Raben sind nach ihrem auffälligen Ruf benannt, wie idg. *kra-p-no, ›der Kra macht‹ nahelegt. Die Bezeichnung ›Rabe‹ kann in allen germanischen Sprachen auf einen gemeinsamen Ursprung zurückgeführt werden: ahd. hraban, mhd. raben, mnd. raven, ags. hræfn, me. und ne. raven, anord. hrafn, adän. und aschwed. ramn weisen auf germ. *hrabna zurück. Als Nebenformen sind ahd. h(ram), ags. hræm(n), anord. hramn, aschwed. ramn und ahd. rappo und rabo, mhd. raben belegt.
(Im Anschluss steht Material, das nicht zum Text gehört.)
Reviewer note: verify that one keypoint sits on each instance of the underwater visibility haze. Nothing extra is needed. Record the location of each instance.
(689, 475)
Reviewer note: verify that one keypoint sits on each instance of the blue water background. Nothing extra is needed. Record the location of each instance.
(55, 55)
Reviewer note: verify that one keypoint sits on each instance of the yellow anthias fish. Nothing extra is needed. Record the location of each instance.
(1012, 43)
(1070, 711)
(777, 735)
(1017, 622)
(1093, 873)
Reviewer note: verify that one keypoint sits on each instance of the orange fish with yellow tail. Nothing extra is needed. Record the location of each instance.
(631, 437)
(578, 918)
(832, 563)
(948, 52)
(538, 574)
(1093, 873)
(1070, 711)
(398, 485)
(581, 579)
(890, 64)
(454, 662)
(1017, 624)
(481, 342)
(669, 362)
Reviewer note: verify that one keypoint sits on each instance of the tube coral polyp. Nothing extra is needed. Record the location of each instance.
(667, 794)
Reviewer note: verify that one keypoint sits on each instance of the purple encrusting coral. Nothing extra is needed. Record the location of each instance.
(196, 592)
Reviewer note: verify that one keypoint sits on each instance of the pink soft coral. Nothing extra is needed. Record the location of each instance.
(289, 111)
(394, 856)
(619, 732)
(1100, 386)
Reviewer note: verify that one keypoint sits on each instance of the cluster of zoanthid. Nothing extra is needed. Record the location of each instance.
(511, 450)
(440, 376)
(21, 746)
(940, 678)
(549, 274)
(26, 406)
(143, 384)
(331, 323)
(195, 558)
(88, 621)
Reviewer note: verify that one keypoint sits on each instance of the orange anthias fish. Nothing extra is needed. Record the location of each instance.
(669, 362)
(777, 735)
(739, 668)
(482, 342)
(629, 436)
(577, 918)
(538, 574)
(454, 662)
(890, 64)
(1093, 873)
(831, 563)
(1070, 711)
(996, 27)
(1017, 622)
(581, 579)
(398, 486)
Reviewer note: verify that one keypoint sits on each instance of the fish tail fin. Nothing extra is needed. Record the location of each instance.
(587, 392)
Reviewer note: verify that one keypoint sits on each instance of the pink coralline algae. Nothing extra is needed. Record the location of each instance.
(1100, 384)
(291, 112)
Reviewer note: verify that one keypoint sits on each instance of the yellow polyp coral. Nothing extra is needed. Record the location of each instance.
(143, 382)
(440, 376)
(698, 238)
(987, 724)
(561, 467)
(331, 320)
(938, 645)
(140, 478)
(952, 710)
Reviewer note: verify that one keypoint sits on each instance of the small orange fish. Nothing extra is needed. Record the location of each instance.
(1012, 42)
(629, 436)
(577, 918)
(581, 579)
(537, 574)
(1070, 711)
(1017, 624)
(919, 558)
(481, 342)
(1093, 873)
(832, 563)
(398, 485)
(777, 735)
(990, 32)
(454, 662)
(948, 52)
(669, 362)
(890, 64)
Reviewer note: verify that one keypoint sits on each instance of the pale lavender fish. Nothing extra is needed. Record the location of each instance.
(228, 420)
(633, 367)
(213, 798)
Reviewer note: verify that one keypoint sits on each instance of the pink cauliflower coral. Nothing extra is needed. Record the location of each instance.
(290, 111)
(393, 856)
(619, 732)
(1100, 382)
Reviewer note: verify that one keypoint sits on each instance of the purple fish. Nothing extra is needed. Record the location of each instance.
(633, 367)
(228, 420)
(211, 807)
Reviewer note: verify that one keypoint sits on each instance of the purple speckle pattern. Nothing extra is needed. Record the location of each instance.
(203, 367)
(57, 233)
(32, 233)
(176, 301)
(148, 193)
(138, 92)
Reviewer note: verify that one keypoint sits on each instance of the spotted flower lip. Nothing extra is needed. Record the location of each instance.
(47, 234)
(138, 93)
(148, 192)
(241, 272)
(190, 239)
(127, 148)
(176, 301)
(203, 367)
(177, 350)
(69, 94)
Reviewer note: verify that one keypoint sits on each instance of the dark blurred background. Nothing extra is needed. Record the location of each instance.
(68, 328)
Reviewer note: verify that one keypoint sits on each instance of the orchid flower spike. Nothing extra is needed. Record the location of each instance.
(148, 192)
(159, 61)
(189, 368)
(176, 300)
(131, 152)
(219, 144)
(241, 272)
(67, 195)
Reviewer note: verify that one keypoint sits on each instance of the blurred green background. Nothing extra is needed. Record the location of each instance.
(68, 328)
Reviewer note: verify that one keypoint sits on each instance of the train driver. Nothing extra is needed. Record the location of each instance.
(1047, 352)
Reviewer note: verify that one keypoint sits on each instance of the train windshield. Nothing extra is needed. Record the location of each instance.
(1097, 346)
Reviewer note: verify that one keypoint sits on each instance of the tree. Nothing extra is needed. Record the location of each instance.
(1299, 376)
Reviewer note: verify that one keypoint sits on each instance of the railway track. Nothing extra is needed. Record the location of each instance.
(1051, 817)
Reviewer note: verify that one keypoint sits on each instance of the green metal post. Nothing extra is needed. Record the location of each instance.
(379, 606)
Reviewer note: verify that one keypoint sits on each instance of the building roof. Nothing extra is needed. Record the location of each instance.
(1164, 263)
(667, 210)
Die Raben-heiti der Snorra Edda überliefern korpr (wohl zu schwed. dialektal garpa, karpa ›schnattern, schwatzen‹), ferner krummi, krumsi, kramsi (zu ahd. krimman ›kratzen, verletzen‹).

Ausg.: Den Norsk-Islandske skjaldedigtning, ed. F. Jónsson, 1912-1915.

Lit.: F. Kluge: Etymologisches Wörterbuch der deutschen Sprache, (24)2002, 738; H. Suolahti: Die deutschen Vogelnamen, 1909, 176; W. Heizmann/H. Reichstein: Rabenvögel, RGA 24 (2003), 42.